Rytis - 6 months ago 27
C Question

# C language. How to find the maximum minimum. (2D arrays)

I have written code that allows you to enter one dimension of a NxN double array. It will then print random numbers in a 2D array and it finds the maximum and minimum number of each row. It then prints them and their coordinates (row and column).

ATTENTION!!!!
I have altered my code in such a way that it finds the minimum number of the maximum. I now don't know how to find it's coordinates

My code is as follows:

``````int N, i, j, min=1000, max, m , o;
time_t t;
int masyvas[100][100], minmax[100];
printf("Enter one dimension of a NxN array\n");
scanf("%d", &N);

srand((unsigned) time(&t));
for (i=0; i<N; i++)
{
for (j=0; j<N; j++)
{
masyvas[i][j] = rand() % 10;
printf("%4d", masyvas[i][j]);

}
printf("\n");
}

int k, l, idkeymax, idkeymin;
for(k=0; k<N; k++)
{

max=-1000;
for(l=0; l<N; l++)
{
if(max<masyvas[k][l])
{
max=masyvas[k][l];

}

}
minmax[k]=max;

}
for(m=0; m<N; m++)
{if(minmax[m]<min)
min=minmax[m];
}

printf("maziausias skaicius tarp didziausiu yra %d eiluteje %d stulpelyje %d\n",min);
``````

Here's the pseudo code of what you need to do.

``````for row in grid {
row_max = max_in_row(row)
grid_min = min(grid_min, row_max)
}
``````

Step one is to write a routine that finds the max and location in a list. You could do this as one big function, but it's much easier to understand and debug in pieces.
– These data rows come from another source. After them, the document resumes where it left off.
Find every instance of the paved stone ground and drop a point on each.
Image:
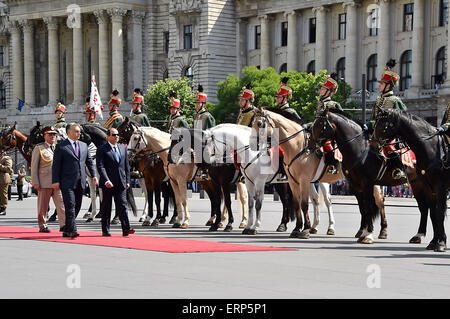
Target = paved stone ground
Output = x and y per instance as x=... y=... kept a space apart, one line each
x=320 y=267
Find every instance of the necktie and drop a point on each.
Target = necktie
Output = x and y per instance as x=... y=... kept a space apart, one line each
x=77 y=150
x=117 y=154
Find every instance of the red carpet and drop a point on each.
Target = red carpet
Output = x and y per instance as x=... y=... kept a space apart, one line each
x=169 y=245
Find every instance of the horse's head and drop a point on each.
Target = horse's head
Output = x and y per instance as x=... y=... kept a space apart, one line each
x=386 y=126
x=262 y=128
x=322 y=129
x=126 y=130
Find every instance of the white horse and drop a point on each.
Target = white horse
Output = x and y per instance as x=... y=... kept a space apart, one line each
x=258 y=167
You also need the index where it was found. Since C can't return multiple values, we'll need a struct to store the number/index pair. Any time you make a struct, make routines to create and destroy it. It might seem like overkill for something as trivial as this, but it will make your code much easier to understand and debug.

``````typedef struct {
int num;
size_t idx;
} Int_Location_t;

static Int_Location_t* Int_Location_new() {
return calloc(1, sizeof(Int_Location_t));
}

static void Int_Location_destroy( Int_Location_t* loc ) {
free(loc);
}
``````

Now we can make a little function that finds the max number and position in a row.

``````static Int_Location_t* max_in_row(int *row, size_t num_rows) {
Int_Location_t *loc = Int_Location_new();

loc->num = row[0];
loc->idx = 0;

/* Compare starting with the second element */
for( size_t i = 1; i < num_rows; i++ ) {
if( row[i] > loc->num ) {
loc->num = row[i];
loc->idx = i;
}
}

return loc;
}
``````

Rather than starting with some arbitrary max or min, I've used an alternative technique where I set the max to be the first element and then start checking from the second one.

Now that I have a function to find the max in a row, I can now loop over it, get the max of each row, and compare it with the minimum for the whole table.

``````int main() {
int grid[3][3] = {
{10, 12, 15},
{-50, -15, -10},
{1,2,3}
};

int min = INT_MAX;
size_t row = 0;
size_t col = 0;

for( size_t i = 0; i < 3; i++ ) {
Int_Location_t *max = max_in_row(grid[i], 3);
printf("max for row %zu is %d at %zu\n", i, max->num, max->idx);

if( max->num < min ) {
min = max->num;
col = max->idx;
row = i;
}

Int_Location_destroy(max);
}

printf("min for the grid is %d at row %zu, col %zu\n", min, row, col);
}
``````

I used a different technique for initializing the minimum location, because getting the first maximum would require repeating some code in the loop. Instead I set `min` to the lowest possible integer, `INT_MAX` from limits.h which is highest possible integers. This allows the code to be used with any range of integers, there are no restrictions. This is a very common technique when working with min/max algorithms.